October 22, 2009 Taxation in UK  No comments

The UK Conservative Party has promised to cut the current Government’s proposed £6 annual tax on fixed landlines, if they were to be elected in 2010.

Already using taxation as a fighting point for its election campaign, the UK Conservative Party is extending a promise to cut the proposed 50 pence a month levy on all of the UK’s landlines. The tax, which has come to be dubbed the “broadband tax”, has not yet been instated, but stands as a key point to the “Digital Britain” white paper, published on the 16th of June.

On October 19th, Jeremy Hunt, Shadow Culture Secretary, stated that if the UK Conservative Party were to see success in the upcoming May election, the tax would be cut “as soon as possible”. Alternatives to the tax were not proposed at the time.

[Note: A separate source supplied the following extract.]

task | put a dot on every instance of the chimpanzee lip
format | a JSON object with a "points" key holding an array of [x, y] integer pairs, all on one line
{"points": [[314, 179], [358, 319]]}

The “broadband tax” is scheduled to be passed into law before the election, with the current government already making full acknowledgement that the next government would be in its full power to cut it, if it so chose. The tax, which is estimated to raise £175 million annually, is levied on each copper phone line in the United Kingdom and is aimed at supplementing the funding of infrastructure improvements to the nation’s high-speed internet access, especially in rural areas. Peter Peacock, Highland Labour Minister of Scottish Parliament, has already spoken out against the Conservative’s promise, saying “If the Tories scrap the 50p levy, it would kill off any chance of getting the digital infrastructure that this area needs so badly”.